At RevenueHero, we created a pricing calculator that gives a sneak-peak into the pricing that users are getting into. How do we stand out? By contextualizing our pricing with our competitor and being upfront about how we’re billing our customers.
People buy software from orgs that strike a fine balance between emotional and value-driven SaaS buying triggers
Emotional SaaS buying triggers, such as the impact of marketing campaigns, and brand storytelling, play a crucial role in building a connection with prospects. It creates top-of-mind recall and ensures that the prospects remember your product when a use case or scope opens up through another one of your efforts.
An experience as simple as scheduling a demo and getting access to a rep instantly, can have far reaching effects such as feeling valued as a prospect.
On the other hand, value-driven buying triggers delve into the practical aspects of software evaluation.
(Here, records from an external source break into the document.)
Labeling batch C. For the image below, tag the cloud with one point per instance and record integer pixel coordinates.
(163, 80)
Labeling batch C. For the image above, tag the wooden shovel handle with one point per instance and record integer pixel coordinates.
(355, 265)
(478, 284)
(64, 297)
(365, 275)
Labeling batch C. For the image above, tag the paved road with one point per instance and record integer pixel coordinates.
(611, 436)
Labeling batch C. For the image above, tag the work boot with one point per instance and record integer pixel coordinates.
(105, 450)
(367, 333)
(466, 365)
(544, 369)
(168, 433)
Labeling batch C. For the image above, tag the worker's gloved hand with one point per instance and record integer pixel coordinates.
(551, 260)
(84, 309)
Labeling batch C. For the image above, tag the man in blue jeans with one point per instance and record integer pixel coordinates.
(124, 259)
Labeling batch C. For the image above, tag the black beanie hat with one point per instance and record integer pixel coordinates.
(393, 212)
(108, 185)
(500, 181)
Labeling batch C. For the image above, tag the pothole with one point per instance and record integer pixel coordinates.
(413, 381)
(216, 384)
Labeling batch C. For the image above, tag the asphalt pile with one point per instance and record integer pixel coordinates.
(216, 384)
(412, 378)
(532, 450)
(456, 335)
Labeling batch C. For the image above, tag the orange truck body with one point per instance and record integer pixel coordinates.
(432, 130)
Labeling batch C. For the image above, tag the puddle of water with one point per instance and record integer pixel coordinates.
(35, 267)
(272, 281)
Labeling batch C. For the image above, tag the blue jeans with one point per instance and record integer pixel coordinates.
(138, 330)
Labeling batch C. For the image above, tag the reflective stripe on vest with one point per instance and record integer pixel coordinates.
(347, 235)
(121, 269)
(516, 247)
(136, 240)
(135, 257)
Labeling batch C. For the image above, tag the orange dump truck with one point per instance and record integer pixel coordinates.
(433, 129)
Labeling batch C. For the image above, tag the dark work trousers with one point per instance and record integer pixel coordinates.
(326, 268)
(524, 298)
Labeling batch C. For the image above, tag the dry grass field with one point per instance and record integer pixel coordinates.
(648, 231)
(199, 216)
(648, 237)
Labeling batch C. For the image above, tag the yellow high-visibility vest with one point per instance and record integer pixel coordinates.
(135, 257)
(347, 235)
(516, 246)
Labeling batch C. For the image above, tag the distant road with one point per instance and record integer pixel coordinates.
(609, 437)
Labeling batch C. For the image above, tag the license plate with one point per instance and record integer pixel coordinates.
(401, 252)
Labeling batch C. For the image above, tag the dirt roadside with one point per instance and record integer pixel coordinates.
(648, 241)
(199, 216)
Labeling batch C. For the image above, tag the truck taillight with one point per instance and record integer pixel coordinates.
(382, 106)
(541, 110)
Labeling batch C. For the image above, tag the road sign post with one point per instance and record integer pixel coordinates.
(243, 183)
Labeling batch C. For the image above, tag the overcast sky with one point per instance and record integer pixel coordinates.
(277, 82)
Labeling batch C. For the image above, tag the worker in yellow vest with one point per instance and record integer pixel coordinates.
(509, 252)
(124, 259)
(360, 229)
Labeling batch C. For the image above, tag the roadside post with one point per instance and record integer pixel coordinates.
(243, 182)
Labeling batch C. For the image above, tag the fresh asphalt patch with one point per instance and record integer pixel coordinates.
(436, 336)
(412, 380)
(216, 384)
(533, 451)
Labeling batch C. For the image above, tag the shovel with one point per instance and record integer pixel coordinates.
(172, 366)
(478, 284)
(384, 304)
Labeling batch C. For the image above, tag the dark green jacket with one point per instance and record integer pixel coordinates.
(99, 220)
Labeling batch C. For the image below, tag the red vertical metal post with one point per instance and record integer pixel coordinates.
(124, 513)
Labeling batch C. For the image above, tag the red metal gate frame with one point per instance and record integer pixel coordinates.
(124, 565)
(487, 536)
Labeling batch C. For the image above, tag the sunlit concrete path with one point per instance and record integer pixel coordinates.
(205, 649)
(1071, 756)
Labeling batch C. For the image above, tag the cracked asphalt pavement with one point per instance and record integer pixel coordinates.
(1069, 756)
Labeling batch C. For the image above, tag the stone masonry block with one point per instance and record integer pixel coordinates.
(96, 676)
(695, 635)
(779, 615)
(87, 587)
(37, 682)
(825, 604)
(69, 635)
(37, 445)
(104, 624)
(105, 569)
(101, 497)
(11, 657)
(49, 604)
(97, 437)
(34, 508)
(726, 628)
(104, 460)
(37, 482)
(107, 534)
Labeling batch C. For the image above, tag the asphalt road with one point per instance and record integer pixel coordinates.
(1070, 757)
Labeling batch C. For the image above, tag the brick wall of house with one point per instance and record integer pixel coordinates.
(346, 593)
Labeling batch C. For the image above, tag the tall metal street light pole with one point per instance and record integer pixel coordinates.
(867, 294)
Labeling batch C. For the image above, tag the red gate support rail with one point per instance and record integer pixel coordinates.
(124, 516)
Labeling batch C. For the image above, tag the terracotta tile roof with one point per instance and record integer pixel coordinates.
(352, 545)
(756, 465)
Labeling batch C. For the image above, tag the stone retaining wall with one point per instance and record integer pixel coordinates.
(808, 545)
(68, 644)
Scalability, integrations, user-friendly interfaces, security measures, customization options, customer reviews, and transparent pricing models all contribute to the holistic assessment of a software solution's worth.
B2B software buying requires a nuanced understanding of both emotional and value-driven triggers. Today's software evaluation journey is shaped by a combination of factors that range from the emotional resonance of marketing efforts and buying experience to the more pragmatic, rational considerations at a feature or pricing level.